In the roughly 150 years of this type of fire suppression, many forests saw a buildup of slash, which led to many “tinderbox” incidents that have dominated headlines and extended the wildfire season to almost a year-round basis due to extreme drought in parts of the Pacific Northwest and the Rockies. A Yale study showed global warming has led to the troubling phenomenon of “mega-fires” in the last 15-20 years, which have been fed by at least a century’s worth of slash and overgrowth.

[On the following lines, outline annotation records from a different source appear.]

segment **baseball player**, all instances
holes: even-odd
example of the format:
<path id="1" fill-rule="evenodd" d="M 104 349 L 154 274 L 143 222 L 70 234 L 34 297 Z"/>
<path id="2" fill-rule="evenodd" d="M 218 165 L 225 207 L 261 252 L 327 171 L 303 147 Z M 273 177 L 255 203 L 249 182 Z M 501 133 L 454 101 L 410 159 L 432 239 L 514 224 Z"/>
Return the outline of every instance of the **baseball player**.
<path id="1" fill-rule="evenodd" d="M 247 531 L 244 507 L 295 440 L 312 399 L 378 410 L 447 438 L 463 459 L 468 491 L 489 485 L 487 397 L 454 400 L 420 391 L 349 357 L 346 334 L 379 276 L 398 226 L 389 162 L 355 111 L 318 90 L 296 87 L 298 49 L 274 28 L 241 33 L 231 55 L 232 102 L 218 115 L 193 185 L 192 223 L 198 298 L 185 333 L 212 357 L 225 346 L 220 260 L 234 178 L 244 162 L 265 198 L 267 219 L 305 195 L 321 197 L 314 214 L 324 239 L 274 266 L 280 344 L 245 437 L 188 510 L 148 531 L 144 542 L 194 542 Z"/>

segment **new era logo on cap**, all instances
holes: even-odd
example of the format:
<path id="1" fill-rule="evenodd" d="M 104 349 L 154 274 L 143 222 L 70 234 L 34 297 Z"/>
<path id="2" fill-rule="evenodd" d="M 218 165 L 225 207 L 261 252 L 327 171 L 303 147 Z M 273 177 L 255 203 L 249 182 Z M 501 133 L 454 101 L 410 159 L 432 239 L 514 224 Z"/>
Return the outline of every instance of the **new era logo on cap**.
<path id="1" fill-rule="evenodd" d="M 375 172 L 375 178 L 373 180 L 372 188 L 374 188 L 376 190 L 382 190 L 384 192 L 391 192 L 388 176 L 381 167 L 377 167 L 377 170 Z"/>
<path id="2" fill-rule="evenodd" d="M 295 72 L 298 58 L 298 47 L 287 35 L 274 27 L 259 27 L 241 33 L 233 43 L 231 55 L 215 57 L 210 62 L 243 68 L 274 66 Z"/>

In the wake of this trend, it’s encouraging to see tribes, forest agencies, and conservation groups working together more to revisit time-honored Indigenous burning practices. The Yurok, Karuk, and Hoopa Tribes of Northern California have been especially highlighted for their cultural burns, while in Oregon, practitioners of traditional ecological knowledge continue firefighter training with Indigenous recruits.
A few months ago, I went back to the Andrew Reasoner Preserve outside Eugene and walked through the acreage that was burned in the fall of 2021. While some faint charring and wilted stubble remained on the landscape, I knelt closer to the ground to see fine green sprouts of prairie grass and saplings emerging from the earth.
The time of “good fire” has come back.